Sensitivity labels (Microsoft Purview)
Sensitivity labels (Public, Internal, Confidential, Restricted) attach to datasets and reports. The label travels: if a user exports to Excel, the Excel file is labelled and encrypted; if to PDF, the PDF carries the label. Combined with Data Loss Prevention policies, this is how regulated industries (banks, healthcare) actually deploy Power BI without leaking data.
Endorsement: Certified vs Promoted
- Promoted: any author can promote their own dataset. Signals 'this is intended for reuse'. Low bar.
- Certified: only specific authorised users can certify. Signals 'this is the authoritative source for X'. High bar; requires review.
- Both surface in the data hub with a badge — users searching for 'Revenue' see certified datasets first.
Why certification matters
Without certification, every analyst builds their own 'Revenue' measure from raw data.
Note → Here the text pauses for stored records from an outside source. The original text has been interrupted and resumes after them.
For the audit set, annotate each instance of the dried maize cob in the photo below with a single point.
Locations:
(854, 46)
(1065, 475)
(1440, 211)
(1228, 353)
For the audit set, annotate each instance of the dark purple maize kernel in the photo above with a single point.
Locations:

By month 6, the executive team has seen five different revenue numbers from five different reports. Certification creates one trusted Revenue dataset that every report should reference. Certification is more cultural change than feature — but the feature gives the cultural change something to attach to.
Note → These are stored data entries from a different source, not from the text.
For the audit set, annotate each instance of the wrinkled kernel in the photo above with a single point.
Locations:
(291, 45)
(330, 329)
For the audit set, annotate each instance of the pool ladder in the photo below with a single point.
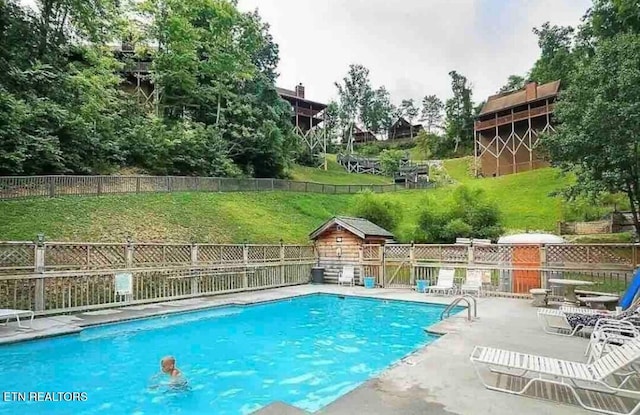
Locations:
(466, 298)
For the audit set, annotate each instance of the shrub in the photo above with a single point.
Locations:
(469, 215)
(590, 208)
(390, 161)
(374, 208)
(369, 150)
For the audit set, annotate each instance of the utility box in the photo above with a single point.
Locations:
(317, 275)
The Centre of Excellence pattern
A COE is a small team (usually 3-10 people) responsible for: setting up workspaces, certifying datasets, training analysts, defining themes and design standards, running tenant-level admin (audit logs, capacity monitoring, security policies). Microsoft publishes a COE starter kit on the powerbi.microsoft.com site — a Power BI App that gives you tenant-wide visibility into dataset sprawl, refresh failures, and unused content. Adopting it is free; running it is the cost.
Audit logs and adoption
Tenant audit logs (Microsoft 365 Security & Compliance Center) record every Power BI action: who viewed which report, who exported, who shared. Pull these into a Power BI report (irony intentional) for adoption monitoring. The most-viewed reports get more investment; unviewed reports get retired in the quarterly audit.
Exercise
If you have Power BI tenant access, look at the dataset list in your tenant (or your workspace). Are any datasets certified? Promoted? What fraction have sensitivity labels? What does the distribution tell you about the maturity of governance in your organisation?